Wer einen großen Balkon hat, wird es kennen: An warmen Sommerabenden kommen Freunde und Bekannte wie von alleine, wenn Grill und kalte Getränke locken. Wenn der lustige Abend dann doch etwas aus dem Rahmen läuft und ein Freund die teuren Balkonmöbel beschädigt, ist das kein Grund, die Freundschaft zu beenden. Er muss das Missgeschick lediglich seiner Haftpflichtversicherung melden, die den Schaden schließlich übernimmt. Auch wenn es bei Grillpartys zu Unfällen kommt, die durch den Umgang mit offenen Feuer dabei oft schneller passiert sind als einem lieb ist, haftet die Versicherung. Wird die Nacht also nicht wegen der wilden Feier zum Tag, sondern weil die Markise des Nachbarn brennt, ist man für einen guten Versicherungsschutz mit Sicherheit dankbar.

Wenn der Besuch etwas jünger ist, kommt es mindestens ebenso leicht zu kleinen und größeren Missgeschicken. Doch sofern Kinder noch unter sieben Jahre alt sind, gelten sie als deliktunfähig, falls sie etwas anstellen. Die fünfjährige Tochter meiner Freunde warf beim Spielen eine meiner teuren Balkonpflanzen um. In Fällen wie diesen kommt die Haftpflicht nur für den Schaden auf, wenn die Aufsichtspersonen nachweislich ihre Aufsichtspflicht verletzt haben. Da das bei meinen Freunden nicht der Fall war, ersetzten sie mir Pflanze und Topf aus eigener Tasche. Dieser Schadensfall riss kein riesiges Loch in ihre Tasche. Doch wenn die Schäden so hoch werden, dass die Eltern diese nicht begleichen können oder wollen, bleibt der Betroffene auf seinen Verlusten sitzen. Glück im Unglück hat er, wenn die Eltern des Kindes in ihrer Haftpflichtversicherung deliktunfähige Kinder mitversichert haben. Doch auch dabei werden Schäden meist nur bis zu einer festgelegten Schadenssumme übernommen.

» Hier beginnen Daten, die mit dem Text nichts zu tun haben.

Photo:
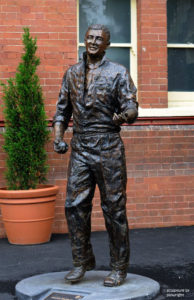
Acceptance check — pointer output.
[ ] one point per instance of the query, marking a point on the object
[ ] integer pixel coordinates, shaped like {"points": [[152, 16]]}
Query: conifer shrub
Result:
{"points": [[26, 131]]}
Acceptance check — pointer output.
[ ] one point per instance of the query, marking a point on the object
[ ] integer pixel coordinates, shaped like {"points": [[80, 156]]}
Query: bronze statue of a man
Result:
{"points": [[100, 95]]}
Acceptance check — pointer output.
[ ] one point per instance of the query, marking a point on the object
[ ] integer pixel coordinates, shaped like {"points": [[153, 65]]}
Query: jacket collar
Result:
{"points": [[104, 59]]}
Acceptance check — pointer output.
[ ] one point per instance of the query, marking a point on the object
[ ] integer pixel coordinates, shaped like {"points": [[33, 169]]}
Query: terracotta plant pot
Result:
{"points": [[28, 214]]}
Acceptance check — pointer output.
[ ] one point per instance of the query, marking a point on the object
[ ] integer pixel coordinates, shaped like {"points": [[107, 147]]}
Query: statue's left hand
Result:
{"points": [[60, 147]]}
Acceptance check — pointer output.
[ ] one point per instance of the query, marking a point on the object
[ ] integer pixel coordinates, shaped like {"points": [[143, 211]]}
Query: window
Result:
{"points": [[119, 17], [180, 17]]}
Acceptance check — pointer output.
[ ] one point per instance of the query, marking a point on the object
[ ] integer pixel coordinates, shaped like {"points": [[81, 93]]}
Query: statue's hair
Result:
{"points": [[101, 27]]}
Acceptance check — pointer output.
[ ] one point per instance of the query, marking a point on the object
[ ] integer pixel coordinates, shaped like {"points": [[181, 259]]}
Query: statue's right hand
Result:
{"points": [[60, 147]]}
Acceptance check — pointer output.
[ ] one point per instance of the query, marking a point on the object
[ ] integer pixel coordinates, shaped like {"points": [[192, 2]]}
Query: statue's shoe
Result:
{"points": [[115, 278], [77, 273]]}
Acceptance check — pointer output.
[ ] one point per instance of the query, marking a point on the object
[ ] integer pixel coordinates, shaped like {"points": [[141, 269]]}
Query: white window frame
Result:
{"points": [[180, 99], [132, 46]]}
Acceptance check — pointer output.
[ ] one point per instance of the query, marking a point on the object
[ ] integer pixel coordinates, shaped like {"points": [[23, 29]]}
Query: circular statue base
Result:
{"points": [[52, 286]]}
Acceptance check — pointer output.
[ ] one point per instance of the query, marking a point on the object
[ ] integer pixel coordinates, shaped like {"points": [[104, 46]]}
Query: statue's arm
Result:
{"points": [[127, 100], [62, 117]]}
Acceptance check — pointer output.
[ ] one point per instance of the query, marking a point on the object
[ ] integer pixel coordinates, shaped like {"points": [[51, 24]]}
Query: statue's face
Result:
{"points": [[96, 42]]}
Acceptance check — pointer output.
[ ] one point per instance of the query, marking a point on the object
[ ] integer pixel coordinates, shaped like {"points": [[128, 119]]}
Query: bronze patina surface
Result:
{"points": [[100, 95]]}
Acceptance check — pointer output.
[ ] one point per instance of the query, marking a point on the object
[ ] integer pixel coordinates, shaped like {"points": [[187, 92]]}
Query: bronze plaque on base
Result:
{"points": [[62, 296]]}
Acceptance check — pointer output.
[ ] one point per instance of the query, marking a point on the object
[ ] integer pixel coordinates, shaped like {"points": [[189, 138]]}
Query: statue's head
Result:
{"points": [[97, 39]]}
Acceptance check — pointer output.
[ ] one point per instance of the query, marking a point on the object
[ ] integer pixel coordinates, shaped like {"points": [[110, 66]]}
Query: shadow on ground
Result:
{"points": [[163, 254]]}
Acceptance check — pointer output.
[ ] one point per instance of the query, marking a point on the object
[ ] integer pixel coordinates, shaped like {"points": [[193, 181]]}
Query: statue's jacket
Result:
{"points": [[111, 90]]}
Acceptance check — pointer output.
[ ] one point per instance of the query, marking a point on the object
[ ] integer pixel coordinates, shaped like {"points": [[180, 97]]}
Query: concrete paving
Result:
{"points": [[163, 254]]}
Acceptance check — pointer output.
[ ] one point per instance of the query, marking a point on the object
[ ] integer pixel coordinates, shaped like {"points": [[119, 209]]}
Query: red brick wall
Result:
{"points": [[152, 53], [54, 23]]}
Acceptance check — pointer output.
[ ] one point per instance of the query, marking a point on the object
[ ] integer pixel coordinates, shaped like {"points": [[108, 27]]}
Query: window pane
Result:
{"points": [[114, 14], [181, 69], [119, 55], [180, 21]]}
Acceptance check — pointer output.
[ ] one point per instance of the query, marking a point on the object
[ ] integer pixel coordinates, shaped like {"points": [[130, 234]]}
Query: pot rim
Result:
{"points": [[42, 191]]}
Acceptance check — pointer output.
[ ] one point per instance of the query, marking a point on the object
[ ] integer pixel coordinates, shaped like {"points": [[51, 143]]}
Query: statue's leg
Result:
{"points": [[111, 178], [80, 191]]}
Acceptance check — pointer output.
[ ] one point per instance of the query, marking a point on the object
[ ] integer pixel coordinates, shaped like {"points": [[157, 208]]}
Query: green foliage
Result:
{"points": [[26, 130]]}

Haftpflichtversicherung in jeder Lebenslage

Wie man sieht, heißt ein Balkon nicht nur Frischluft, Sonne, Pflanzen und Grillspaß – zumindest nicht, wenn man nicht ausreichend versichert ist. Wer rechtzeitig vorsorgt, muss sich wenigstens finanziell gesehen keine Sorgen um kleinere und größere Unfälle oder Schäden machen, die den Frühling und Sommer vermiesen können. Mieter sollten darauf achten, dass Mietsachschäden in ihrer Haftpflicht abgedeckt sind. Auf diese Weise sind Wände, Böden und Türen der Wohnung abgesichert. Alle, die ihre eigene Immobilie bewohnen, können für viele Fälle mit einer Gebäudehaftpflichtversicherung vorsorgen. Ein letzter Tipp von meiner Seite: Nicht nur auf dem Balkon, sondern in jedem Lebensbereich ist es sinnvoll, eine Haftpflichtversicherung abzuschließen, die eine Forderungsausfalldeckung enthält. Das bedeutet, dass die eigene Haftpflicht greift, wenn derjenige, der den Schaden verschuldet hat, keine Versicherung besitzt. Das heißt, immerhin ich bin geschützt, wenn mir ein Blumentopf der Nachbarin von oben auf den Kopf fällt. In diesem Sinne: Ich bin mal auf dem Balkon, Blumenkästen sichern.